Porsgrunns Dagblad
- Type: Daily newspaper (five days a week)
- Owner: A-pressen
- Editor: Erik Enger
- Founded: 1 December 1914
- Political alignment: Liberal (1914–?) Independent
- Headquarters: Jernbanegata 12, Porsgrunn, Norway
- Website: www.pd.no

= Porsgrunns Dagblad =

Norwegian newspaper

Porsgrunns Dagblad is a Norwegian newspaper, published in Porsgrunn in Telemark county, Norway.

==History and profile==
Porsgrunds Dagblad was started on 1 December 1914, and later modernized its name. The first editor Daniel H. Grini was an experienced press worker, and came from Varden in the neighboring city. He made Porsgrunds Dagblad into a local newspaper. In a city where the liberal newspapers Porsgrunds Blad and Porsgrunds Tidende had struggled, and the conservative newspaper Grenmar was well established, Porsgrunds Dagblad became the city's new organ for the Liberal Party. It bought both Breviksposten in 1916 and later Langesunds Blad and Skiens Dagblad. It prevailed over Grenmar, which went defunct in 1954, but faced tougher competition from the Skien-based regional newspapers Varden and Telemark Arbeiderblad.

It struggled financially, and in 1983 its Saturday edition was discontinued.
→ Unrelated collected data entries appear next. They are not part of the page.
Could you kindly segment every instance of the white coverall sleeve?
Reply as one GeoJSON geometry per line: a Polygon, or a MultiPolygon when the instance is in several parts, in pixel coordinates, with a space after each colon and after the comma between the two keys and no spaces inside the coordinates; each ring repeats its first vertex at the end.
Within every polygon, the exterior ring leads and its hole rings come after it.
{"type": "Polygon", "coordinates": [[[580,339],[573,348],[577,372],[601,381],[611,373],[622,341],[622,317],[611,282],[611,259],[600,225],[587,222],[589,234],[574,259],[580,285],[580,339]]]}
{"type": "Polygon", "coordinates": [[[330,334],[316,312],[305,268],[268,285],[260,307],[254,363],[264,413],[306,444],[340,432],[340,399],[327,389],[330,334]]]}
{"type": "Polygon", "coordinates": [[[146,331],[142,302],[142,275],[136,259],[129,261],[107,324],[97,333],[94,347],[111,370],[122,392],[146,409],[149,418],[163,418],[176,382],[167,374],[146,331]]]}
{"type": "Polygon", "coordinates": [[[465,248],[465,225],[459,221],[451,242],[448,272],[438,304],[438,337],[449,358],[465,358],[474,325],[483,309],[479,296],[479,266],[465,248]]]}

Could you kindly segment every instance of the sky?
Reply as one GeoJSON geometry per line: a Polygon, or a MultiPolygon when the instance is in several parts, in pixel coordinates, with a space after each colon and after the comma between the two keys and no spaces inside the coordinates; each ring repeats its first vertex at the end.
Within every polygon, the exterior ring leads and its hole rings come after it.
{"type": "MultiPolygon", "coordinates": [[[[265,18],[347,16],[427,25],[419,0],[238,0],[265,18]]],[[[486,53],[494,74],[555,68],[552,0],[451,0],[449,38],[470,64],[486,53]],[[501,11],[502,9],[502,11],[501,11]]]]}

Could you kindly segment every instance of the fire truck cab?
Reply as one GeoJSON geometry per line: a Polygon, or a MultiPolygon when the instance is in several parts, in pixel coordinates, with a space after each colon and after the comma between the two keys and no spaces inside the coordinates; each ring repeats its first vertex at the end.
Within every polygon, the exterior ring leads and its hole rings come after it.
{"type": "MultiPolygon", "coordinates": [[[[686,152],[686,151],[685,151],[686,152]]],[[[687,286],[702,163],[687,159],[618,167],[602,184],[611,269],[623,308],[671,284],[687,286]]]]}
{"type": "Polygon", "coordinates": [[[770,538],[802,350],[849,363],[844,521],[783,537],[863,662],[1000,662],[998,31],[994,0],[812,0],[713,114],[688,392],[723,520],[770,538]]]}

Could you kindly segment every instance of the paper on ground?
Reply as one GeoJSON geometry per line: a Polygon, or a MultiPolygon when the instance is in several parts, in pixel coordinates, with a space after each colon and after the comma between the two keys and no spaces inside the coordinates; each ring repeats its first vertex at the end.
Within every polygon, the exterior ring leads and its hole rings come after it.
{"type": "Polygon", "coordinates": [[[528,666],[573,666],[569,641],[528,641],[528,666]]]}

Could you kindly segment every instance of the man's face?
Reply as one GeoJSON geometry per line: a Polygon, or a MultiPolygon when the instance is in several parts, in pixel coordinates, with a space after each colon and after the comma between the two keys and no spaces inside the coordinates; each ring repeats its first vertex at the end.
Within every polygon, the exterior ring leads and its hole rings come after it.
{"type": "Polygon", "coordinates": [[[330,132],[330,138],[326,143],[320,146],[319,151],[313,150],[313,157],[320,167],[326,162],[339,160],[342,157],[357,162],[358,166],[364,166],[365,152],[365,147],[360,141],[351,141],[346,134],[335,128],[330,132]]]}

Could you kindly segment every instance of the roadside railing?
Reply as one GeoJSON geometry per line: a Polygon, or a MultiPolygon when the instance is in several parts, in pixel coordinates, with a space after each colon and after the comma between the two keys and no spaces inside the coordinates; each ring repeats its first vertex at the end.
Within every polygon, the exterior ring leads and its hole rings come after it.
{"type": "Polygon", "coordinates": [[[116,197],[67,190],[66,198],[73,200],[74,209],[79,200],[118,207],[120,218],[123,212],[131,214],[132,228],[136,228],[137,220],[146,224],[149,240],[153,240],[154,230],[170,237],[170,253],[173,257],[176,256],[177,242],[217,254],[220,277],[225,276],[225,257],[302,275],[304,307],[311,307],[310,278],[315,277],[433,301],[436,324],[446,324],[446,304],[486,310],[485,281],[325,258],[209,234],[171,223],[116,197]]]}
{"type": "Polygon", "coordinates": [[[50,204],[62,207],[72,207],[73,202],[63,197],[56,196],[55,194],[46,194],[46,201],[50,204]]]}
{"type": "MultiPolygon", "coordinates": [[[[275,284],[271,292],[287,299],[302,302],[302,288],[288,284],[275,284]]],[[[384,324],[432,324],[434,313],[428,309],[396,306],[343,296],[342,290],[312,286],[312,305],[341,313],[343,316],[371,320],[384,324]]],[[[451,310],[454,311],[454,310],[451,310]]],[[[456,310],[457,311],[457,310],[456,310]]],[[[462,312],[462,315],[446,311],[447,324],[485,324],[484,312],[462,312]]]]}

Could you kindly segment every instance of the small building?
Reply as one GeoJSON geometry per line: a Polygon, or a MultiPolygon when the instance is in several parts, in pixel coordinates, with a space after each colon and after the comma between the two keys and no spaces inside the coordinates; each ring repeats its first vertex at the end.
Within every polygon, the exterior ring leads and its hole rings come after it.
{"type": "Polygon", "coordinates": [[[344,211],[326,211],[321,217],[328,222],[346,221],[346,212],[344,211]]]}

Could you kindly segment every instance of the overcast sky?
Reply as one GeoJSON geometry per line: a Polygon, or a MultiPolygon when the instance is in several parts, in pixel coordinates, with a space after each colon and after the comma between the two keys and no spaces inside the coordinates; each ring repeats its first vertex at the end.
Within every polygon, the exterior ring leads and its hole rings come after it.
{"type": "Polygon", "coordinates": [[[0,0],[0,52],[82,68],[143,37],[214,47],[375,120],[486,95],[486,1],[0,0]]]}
It was owned by Trygve Hegnar for a period, but since 1999 it has been owned by Østlands-Posten (and A-pressen). The Saturday edition was re-established in 2009, but the Monday edition was removed at the same time. Thus it is published five days a week. Since 2004 it is a morning newspaper.

Bjørg Vik and Jahn Otto Johansen started their careers in Porsgrunns Dagblad, and the newspaper also printed feuilletons which later became books by Jon Flatabø and Karen Sundt. The current editor is Erik Enger.